Halbleiterproduktion ist generell mit hohen technologischen Risiken verbunden. Für AMD bergen vor allem exakte Umsetzung, neue spezialisierte Wettbewerber und mögliche Probleme in der Lieferkette zusätzliche Herausforderungen. Das Geschäftsmodell als kostengünstigerer Anbieter erhöht zudem die Abhängigkeit von Speicherpreisen.

Bewertung der Aktien

Traditionell waren Halbleiterhersteller niedrig bewertet, doch der strukturelle KI-Boom rechtfertigt höhere Multiplikatoren. Nvidia wird trotz eines KGV von rund 39 angesichts seiner Wachstums- und Ertragskraft als eher günstig eingeschätzt. Kritiker verweisen jedoch darauf, dass die heutigen Margen durch den First-Mover-Vorteil verzerrt sein könnten.

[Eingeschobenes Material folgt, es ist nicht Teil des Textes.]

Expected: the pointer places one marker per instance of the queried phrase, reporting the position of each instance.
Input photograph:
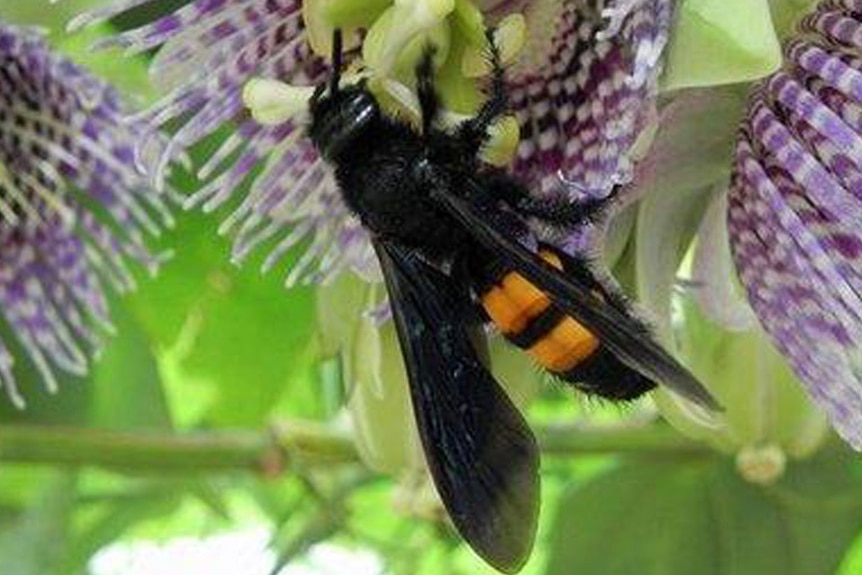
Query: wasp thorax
(339, 119)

AMD wirkt mit einem KGV von etwa 52 teuer, doch zugleich verfolgt das Unternehmen eine klare Wachstumsstrategie. Das Ziel von 20 Dollar Gewinn pro Aktie wäre ein radikaler Sprung gegenüber den aktuellen vier Dollar – gelänge dies, wäre die Aktie deutlich unterbewertet.

Fazit

Nvidia und AMD gehören zweifellos zu den herausragenden Playern im KI-Zeitalter. Nvidia überzeugt mit Dominanz, Profitabilität und umfassendem Ökosystem. AMD hingegen bietet das größere Aufholpotenzial und könnte bei erfolgreicher Umsetzung seiner Strategie erheblich an Wert gewinnen. Sollte das Unternehmen seinem ehrgeizigen Gewinnziel näherkommen, eröffnet sich erheblicher Bewertungsraum. Nvidia bleibt ein Qualitätswert, doch AMD könnte sich für mutige Anleger als dynamischere Chance erweisen.

ℹ️ AMD in Kürze

  • Advanced Micro Devices (AMD) mit Hauptsitz in Santa Clara im US-Bundesstaat Kalifornien entwickelt und vertreibt Mikroprozessoren, Chipsätze und System-on-a-Chip-Lösungen.
  • Eine eigene Fabrikationsstätte hat das Unternehmen seit der Ausgründung der eigentlichen Halbleiterherstellung im Jahr 2009 in Globalfoundries nicht mehr.
  • Aktuell hat das Unternehmen eine Marktkapitalisierung von rund 350 Milliarden US$.

ℹ️ Nvidia in Kürze

  • Die Nvidia Corporation (WKN: 918422) ist einer der weltweit größten Entwickler von Grafikprozessoren und Chipsätzen.
  • Die Chips und Prozessoren des Konzerns kommen in Personal Computern, Spielekonsolen, Rechenzentren und autonom fahrenden Autos zum Einsatz.
  • Das in Santa Clara im US-Bundesstaat Kalifornien beheimatete Unternehmen ist Marktführer im Bereich Hochleistungschips für Anwendungen auf Basis künstlicher Intelligenz.
  • Nvidia ist Mitglied in den US-Indizes Nasdaq 100, S&P 500 und Dow Jones und wird aktuell mit rund 4,41 Billionen US$ bewertet.